La capitale de la République démocratique du Congo fait face à une pénurie croissante de carburant ce lundi, perturbant sérieusement les activités quotidiennes et les transports urbains.
Plusieurs stations‑service de la ville sont signalées à sec, ce qui contraint les automobilistes et les transporteurs à multiplier les déplacements pour tenter de trouver du carburant disponible.
Dans plusieurs communes de la capitale, des files de véhicules s’allongent devant les rares stations où le carburant est encore vendu, créant des embouteillages et un climat d’incertitude parmi les usagers.
Des chauffeurs de taxi et de moto‑taxi ont indiqué que certains revoient leurs tarifs à la hausse face à la difficulté croissante de s’approvisionner, affectant ainsi le coût du transport public pour de nombreux habitants de Kinshasa.
La pénurie se produit dans un contexte de tensions sur les marchés pétroliers mondiaux, liées notamment aux récentes perturbations du trafic maritime autour du Moyen‑Orient. Ces facteurs internationaux exercent une pression sur l’approvisionnement et les prix des produits pétroliers importés par la RDC.

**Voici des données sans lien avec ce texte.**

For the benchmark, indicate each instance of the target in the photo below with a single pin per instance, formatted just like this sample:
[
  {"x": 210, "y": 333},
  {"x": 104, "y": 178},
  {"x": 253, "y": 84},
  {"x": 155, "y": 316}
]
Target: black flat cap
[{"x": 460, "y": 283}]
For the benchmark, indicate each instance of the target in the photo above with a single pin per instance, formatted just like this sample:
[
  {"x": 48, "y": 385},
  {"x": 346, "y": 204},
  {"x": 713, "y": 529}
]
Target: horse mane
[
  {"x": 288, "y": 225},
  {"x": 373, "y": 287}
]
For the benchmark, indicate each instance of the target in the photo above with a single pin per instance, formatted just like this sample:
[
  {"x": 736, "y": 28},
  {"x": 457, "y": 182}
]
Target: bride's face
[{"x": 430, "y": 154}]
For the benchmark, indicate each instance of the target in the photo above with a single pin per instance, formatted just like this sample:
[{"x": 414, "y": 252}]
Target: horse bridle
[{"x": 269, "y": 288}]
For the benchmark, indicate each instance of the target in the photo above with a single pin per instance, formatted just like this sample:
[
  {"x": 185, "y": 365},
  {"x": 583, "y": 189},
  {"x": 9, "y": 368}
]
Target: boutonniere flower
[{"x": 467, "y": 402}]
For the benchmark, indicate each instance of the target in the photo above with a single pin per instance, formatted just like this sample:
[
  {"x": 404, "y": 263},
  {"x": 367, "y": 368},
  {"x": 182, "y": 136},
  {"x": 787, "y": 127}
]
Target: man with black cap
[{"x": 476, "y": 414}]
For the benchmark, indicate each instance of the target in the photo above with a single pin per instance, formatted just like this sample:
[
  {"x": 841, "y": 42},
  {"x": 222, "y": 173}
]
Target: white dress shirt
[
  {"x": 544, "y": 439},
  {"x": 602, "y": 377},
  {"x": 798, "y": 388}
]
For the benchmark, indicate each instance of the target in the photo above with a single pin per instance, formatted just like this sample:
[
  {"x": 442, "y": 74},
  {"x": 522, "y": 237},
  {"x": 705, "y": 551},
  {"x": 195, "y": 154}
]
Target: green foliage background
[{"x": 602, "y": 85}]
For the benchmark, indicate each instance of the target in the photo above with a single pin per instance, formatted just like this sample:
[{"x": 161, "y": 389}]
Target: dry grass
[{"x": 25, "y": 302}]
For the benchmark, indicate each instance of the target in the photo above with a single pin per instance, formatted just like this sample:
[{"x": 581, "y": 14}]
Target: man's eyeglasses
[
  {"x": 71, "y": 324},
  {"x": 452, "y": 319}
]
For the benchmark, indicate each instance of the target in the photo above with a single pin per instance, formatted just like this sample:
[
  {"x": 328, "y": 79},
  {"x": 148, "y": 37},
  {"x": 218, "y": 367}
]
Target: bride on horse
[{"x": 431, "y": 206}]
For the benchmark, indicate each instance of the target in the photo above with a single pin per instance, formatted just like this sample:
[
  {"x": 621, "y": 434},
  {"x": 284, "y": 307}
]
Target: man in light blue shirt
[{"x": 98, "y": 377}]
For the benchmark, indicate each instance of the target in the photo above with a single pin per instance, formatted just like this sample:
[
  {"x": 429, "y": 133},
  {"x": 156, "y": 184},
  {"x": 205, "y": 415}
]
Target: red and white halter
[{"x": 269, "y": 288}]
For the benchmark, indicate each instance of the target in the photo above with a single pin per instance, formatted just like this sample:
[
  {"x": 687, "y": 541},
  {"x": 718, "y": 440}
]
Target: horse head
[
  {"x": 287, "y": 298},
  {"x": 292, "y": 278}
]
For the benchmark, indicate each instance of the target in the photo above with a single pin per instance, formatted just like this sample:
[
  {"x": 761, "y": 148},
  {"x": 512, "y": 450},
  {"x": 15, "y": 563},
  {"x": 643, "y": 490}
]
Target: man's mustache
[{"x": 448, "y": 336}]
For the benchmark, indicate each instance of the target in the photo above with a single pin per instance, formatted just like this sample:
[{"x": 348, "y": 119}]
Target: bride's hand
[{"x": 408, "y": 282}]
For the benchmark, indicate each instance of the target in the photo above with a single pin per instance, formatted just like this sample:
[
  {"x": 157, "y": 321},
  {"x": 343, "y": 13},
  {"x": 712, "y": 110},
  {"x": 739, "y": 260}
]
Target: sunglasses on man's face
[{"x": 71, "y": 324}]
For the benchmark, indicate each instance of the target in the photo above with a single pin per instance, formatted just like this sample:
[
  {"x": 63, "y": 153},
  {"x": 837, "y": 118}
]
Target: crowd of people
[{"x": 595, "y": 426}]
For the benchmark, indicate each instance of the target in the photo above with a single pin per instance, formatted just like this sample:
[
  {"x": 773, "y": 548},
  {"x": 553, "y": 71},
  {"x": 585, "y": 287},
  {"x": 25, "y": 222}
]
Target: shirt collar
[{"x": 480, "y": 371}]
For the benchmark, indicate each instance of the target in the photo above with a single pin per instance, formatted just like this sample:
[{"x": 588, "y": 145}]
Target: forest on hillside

À ce stade, les autorités congolaises n’ont pas encore publié de réaction officielle détaillée sur l’ampleur de la crise ou sur les mesures prises pour y remédier. Des responsables gouvernementaux avaient cependant déclaré récemment que les stocks de carburant restaient suffisants pour plusieurs mois et que des cargaisons supplémentaires étaient attendues pour renforcer les niveaux de stockage, mais ces assurances datent d’avant les derniers signaux de rupture observés dans la capitale. 
Conséquences pour la vie quotidienne
La pénurie de carburant affecte non seulement les transports de personnes, mais aussi le transport de marchandises, risquant de ralentir les activités commerciales et de peser sur les prix des biens de consommation. Les conducteurs privés signalent également une incertitude croissante quant à leur capacité à se déplacer pour se rendre au travail ou pour des besoins essentiels.
La situation reste évolutive et les habitants de Kinshasa attendent des précisions des autorités sur la durée prévue de cette crise et les actions envisagées pour rétablir un approvisionnement normal.